Note: LLAMA requires IPEX requirements >= 2.1 to get better accuracy, please source install from intel_extension_for_pytorch.
# "--sq" is used to enable smooth quant
# "--int8_bf16_mixed" is used to enable int8-bf16 mixed mode for platform that natively supports bf16
# "--peft_model_id" is used to loaded PEFT weights from peft_model_id
python run_clm_no_trainer.py \
--model decapoda-research/llama-7b-hf \
--quantize \
--sq \
--alpha 0.8 \
--ipex \
--output_dir "saved_results" \
--int8_bf16_mixed \
--peft_model_id "peft_model_id"
python run_clm_no_trainer.py \
--model decapoda-research/llama-7b-hf \
--accuracy \
--batch_size 112 \
--tasks "lambada_openai" "lambada_standard" \
--int8 \
--ipex \
--output_dir "saved_results" # load int8 model
# to validate FP32 model, please remove "--int8" and "--output_dir".
mosaicml/mpt-7b
has been updated frequently, and has not yet been integrated into transformers
, so we fixed a commit number 68e1a8e0ebb9b30f3c45c1ef6195980f29063ae2
as local folder to enable it.
# "--sq" is used to enable smooth quant
# "--int8_bf16_mixed" is used to enable int8-bf16 mixed mode for platform that natively supports bf16
python run_clm_no_trainer.py \
--model mosaicml/mpt-7b-chat \
--quantize \
--sq \
--alpha 0.85 \
--ipex \
--output_dir "saved_results"
python run_clm_no_trainer.py \
--model mosaicml/mpt-7b-chat \
--accuracy \
--batch_size 112 \
--tasks "lambada_openai" \
--int8 \
--ipex \
--output_dir "saved_results" # load int8 model
# to validate FP32 model, please remove "--int8" and "--output_dir".
tiiuae/falcon-7b-instruct
has been updated frequently, and has not yet been integrated into transformers
, so we fixed a commit number c7f670a03d987254220f343c6b026ea0c5147185
as local folder to enable it.
# "--sq" is used to enable smooth quant
# "--int8_bf16_mixed" is used to enable int8-bf16 mixed mode for platform that natively supports bf16
python run_clm_no_trainer.py \
--model tiiuae/falcon-7b-instruct \
--quantize \
--sq \
--alpha 0.7 \
--output_dir "saved_results"
python run_clm_no_trainer.py \
--model tiiuae/falcon-7b-instruct \
--accuracy \
--batch_size 112 \
--tasks "lambada_openai" \
--int8 \
--ipex \
--output_dir "saved_results" # load int8 model
# to validate FP32 model, please remove "--int8" and "--output_dir".

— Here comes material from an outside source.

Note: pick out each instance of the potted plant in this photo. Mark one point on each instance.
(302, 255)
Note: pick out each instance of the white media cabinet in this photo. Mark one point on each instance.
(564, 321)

To do quantization based transformers language-modeling example run_clm.py
, please use the following command.
Causal Language Modeling (CLM)
python run_clm.py \
--model_name_or_path EleutherAI/gpt-neo-125M \
--dataset_name wikitext \
--dataset_config_name wikitext-2-raw-v1 \
--tune \
--quantization_approach PostTrainingStatic \
--do_train \
--do_eval \
--output_dir ./tmp/clm_output \
--overwrite_output_dir
Masked Language Modeling (MLM)
python run_mlm.py \
--model_name_or_path bert-base-uncased \
--dataset_name wikitext \
--dataset_config_name wikitext-2-raw-v1 \
--tune \
--quantization_approach PostTrainingStatic \
--do_train \
--do_eval \
--output_dir ./tmp/mlm_output \
--overwrite_output_dir
Permutation Language Modeling (PLM)
python run_plm.py \
--model_name_or_path xlnet-base-cased \
--dataset_name wikitext \
--dataset_config_name wikitext-2-raw-v1 \
--tune \
--quantization_approach PostTrainingStatic \
--do_train \
--do_eval \
--output_dir ./tmp/plm_output \
--overwrite_output_dir
[1]. Elias, Frantar, et al. "GPTQ: Accurate Post-training Compression for Generative Pretrained Transformers." arXiv preprint arXiv:2210.17323 (2023). [2]. Lin, Ji, et al. "AWQ: Activation-aware Weight Quantization for LLM Compression and Acceleration." arXiv preprint arXiv:2306.00978 (2023).